Part of the American History & Genealogy Project

Alice Cordelia Morse 1863 ~ 1961

 


Work of Alice Cordelia Morse

Was born June 1, 1862, in Hammondsville, Jefferson County, Ohio. After a common school education she took her first lessons in drawing in an evening class started by the Christian Endeavor Society of Doctor Eggleston's Church.

That little class of crude young people was the beginning of the art education of some of the noted competitors today in New York Art Circles. Miss Morse submitted a drawing from this class to the Woman's Art School, Cooper Union and was admitted for a four years' course, which she completed.

Entering; later, the studio of John La Farge, the foremost artist of stained glass designing in this country, she studied and painted with great assiduity, under his supervision.

Later she sent a study of a head, painted on glass, to Louis C. Tiffany and Company, which admitted her into the Tiffany studio to paint glass and study designing.
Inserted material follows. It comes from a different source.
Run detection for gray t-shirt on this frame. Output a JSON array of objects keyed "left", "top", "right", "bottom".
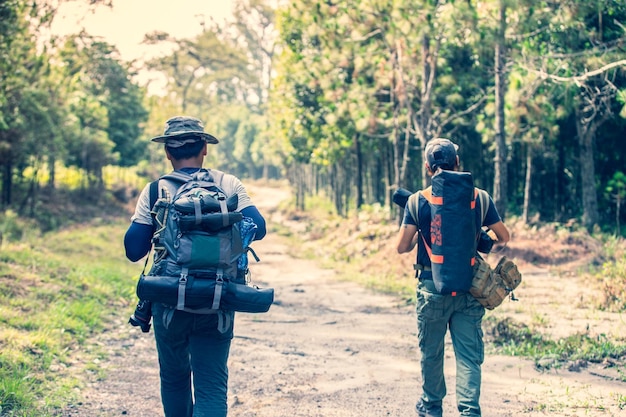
[{"left": 130, "top": 170, "right": 252, "bottom": 226}]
While there, she was a successful contestant in several designs for book covers, which aroused interest in this comparatively new art in this country, and she decided to take up this field of designing.

She made many covers of holiday editions and fine books for well-known publishing houses. This she has carried on in connection with glass designing, until her name is familiar to the designing fraternity and the annual exhibitors in the New York architectural League. She was the designer of the glass window in the Beecher Memorial Church, of Brooklyn.